Sooo...100% of future transportation should be done by train or bus? Gonna build an express line out to grannie's house in the woods of rural upstate LargePlace? Maybe with a few local stops at some hiking trailheads? Can't forget to add a direct line from there to the closest grocery store two towns away, or maybe granny can just hop on the train to CenterTown and take the connecting bus over to Nowhere'sVille, and grab another train from there. God forbid she wants to visit Aunt Sue in Isolated Harbour. Or maybe we should just seize both their properties and relocate them to Dense Village, which was specifically designed to be public-transit friendly.

Yeah trains are awesome, and we should utilize them more (especially in the US). But public transit is not the solution to all long-distance travel.
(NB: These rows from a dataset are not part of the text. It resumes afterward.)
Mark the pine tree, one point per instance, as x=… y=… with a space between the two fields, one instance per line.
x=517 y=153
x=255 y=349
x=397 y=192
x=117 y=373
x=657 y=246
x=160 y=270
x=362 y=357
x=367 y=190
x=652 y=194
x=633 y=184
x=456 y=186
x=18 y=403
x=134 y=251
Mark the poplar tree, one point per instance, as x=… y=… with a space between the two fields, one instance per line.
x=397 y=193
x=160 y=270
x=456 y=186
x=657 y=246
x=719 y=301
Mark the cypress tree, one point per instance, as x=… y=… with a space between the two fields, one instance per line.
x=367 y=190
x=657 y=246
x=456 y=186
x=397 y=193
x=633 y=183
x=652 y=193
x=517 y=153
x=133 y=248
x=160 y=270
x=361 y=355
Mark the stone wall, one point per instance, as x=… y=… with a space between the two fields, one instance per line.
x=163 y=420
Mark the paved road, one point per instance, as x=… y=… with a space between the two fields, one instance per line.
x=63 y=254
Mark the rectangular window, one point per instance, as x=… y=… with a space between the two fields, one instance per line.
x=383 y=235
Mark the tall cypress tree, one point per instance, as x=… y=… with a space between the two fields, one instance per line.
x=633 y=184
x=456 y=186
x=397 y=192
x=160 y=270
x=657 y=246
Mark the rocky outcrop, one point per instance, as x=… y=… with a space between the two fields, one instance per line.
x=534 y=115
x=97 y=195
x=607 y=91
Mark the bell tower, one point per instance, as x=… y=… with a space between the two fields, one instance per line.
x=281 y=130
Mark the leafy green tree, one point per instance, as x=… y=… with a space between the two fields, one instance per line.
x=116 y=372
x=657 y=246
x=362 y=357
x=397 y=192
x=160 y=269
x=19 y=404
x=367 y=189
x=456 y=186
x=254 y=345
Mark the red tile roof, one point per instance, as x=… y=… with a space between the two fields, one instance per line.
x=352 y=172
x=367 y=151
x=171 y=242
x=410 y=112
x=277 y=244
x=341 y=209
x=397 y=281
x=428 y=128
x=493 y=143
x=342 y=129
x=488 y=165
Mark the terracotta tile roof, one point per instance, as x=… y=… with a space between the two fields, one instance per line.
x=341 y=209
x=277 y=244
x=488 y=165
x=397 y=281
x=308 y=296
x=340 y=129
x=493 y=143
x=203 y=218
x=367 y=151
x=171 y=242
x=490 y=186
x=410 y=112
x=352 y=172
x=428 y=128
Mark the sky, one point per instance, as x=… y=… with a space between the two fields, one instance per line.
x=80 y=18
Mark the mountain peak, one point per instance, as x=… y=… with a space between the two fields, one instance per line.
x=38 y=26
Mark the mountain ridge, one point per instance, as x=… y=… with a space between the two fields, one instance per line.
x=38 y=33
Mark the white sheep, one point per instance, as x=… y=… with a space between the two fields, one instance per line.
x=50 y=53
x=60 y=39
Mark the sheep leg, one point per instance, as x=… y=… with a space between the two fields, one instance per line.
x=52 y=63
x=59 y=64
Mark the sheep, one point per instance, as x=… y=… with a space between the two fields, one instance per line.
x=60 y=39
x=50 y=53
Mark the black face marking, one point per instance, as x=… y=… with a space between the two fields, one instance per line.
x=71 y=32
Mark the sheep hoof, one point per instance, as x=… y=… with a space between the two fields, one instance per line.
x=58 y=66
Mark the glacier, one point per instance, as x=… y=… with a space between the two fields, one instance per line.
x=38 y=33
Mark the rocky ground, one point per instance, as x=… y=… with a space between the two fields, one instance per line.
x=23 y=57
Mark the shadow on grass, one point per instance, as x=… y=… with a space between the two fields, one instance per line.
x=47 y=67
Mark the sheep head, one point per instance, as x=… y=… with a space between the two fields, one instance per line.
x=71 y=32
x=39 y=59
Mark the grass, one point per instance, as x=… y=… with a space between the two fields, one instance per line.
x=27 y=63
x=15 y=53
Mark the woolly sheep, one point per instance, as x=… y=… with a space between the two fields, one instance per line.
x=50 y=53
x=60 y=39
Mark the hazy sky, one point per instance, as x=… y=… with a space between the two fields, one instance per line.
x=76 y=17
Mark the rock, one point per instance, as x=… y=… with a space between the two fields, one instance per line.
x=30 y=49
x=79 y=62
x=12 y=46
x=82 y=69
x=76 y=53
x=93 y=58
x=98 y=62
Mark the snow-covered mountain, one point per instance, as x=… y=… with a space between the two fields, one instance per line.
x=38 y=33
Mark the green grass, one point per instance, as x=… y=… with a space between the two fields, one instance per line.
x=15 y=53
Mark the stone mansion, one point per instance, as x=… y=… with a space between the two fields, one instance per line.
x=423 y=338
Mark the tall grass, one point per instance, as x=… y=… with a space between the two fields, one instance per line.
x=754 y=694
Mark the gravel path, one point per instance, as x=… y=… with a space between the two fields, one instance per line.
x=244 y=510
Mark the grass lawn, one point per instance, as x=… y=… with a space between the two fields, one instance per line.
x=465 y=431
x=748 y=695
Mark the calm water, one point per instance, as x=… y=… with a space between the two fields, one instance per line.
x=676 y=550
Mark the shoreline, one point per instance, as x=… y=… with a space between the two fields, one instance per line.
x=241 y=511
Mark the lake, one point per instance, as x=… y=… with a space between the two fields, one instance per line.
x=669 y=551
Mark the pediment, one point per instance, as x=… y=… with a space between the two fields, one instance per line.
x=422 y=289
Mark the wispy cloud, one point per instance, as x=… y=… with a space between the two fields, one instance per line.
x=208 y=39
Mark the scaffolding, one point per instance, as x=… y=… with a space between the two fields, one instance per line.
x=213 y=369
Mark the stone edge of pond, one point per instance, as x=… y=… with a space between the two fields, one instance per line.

So why flat-out reject a theoretical improvement, on the basis that it's not a literally perfect solution?

[–] HaphazardFinesse 1 points 2 years ago (1 children)

For sure...don't get me wrong, I'm 100% pro-renewables. I was super hyped about that guy that was making road "tiles" out recycled glass that had solar panels, heating elements, and LEDs incorporated. Would have been a neat multi-purpose solution. It's a shame it turned out sucking.

[–] HaphazardFinesse 1 points 2 years ago (3 children)

Partly an economy of scale problem. It's much more expensive to install 100 x 1,000 W systems, vs installing 1 x 100,000 W system. And easier to manage, repair, store energy, what have you. Also power companies don't like residential solar because (besides cutting into their profits) the power companies are responsible for maintaining the grid voltage, and they don't have control over residential solar, so it introduces a lot of mess for them.

And even then, there was a federal study that concluded covering all residential roofs in the US would provide roughly ≈40% of the required power. So still much more needed.

[–] HaphazardFinesse 2 points 2 years ago

I mean, they do make nuclear power plants on lakes/rivers.